The Associate Press reported on September 28 that President Bush plans to renominate Dana Gioia for a second term as chairman of the National Endowment for the Arts (NEA). Gioia took office in 2003, succeeding Michael P. Hammond, who died seven days after assuming his duties in 2002. The NEA, which is “dedicated to supporting excellence in the arts, both new and established; bringing the arts to all Americans; and providing leadership in arts education,” has a budget of approximately $125 million.

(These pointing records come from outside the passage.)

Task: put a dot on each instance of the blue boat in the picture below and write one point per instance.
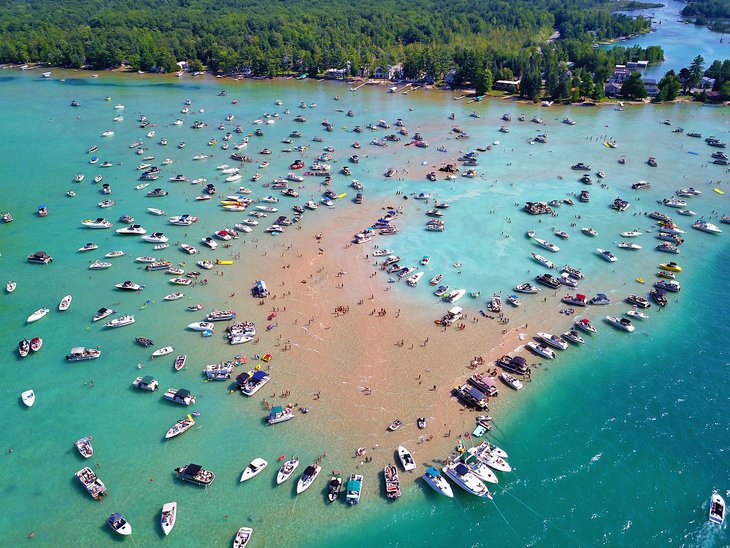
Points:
(354, 488)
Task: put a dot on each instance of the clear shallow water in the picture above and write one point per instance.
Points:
(630, 423)
(680, 40)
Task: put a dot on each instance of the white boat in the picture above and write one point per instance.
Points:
(621, 323)
(511, 381)
(242, 537)
(121, 321)
(28, 398)
(547, 245)
(162, 351)
(542, 260)
(553, 340)
(168, 517)
(37, 315)
(437, 482)
(310, 474)
(460, 474)
(286, 470)
(254, 468)
(607, 255)
(717, 508)
(65, 303)
(201, 326)
(96, 223)
(406, 459)
(541, 349)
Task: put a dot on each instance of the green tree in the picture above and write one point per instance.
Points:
(633, 87)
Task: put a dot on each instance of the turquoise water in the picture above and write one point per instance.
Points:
(681, 41)
(620, 443)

Gioia, who has a BA and an MBA from Stanford University and an MA in Comparative Literature from Harvard University, worked at the General Foods Corporation for fifteen years before becoming a full-time writer. His poetry and criticism has appeared in the New Yorker, the Atlantic Monthly, the Washington Post Book World, and the New York Times Book Review; and his books include the poetry collections Interrogations at Noon (Graywolf, 2001), The Gods of Winter (Graywolf, 1991), and Daily Horoscope (Graywolf, 1986), and the essay collection, Can Poetry Matter?: Essays on Poetry and American Culture (Graywolf, 1992). He is the NEA’s ninth chairman, and the first poet—and the first Californian—to head the Washington, D.C.-based agency.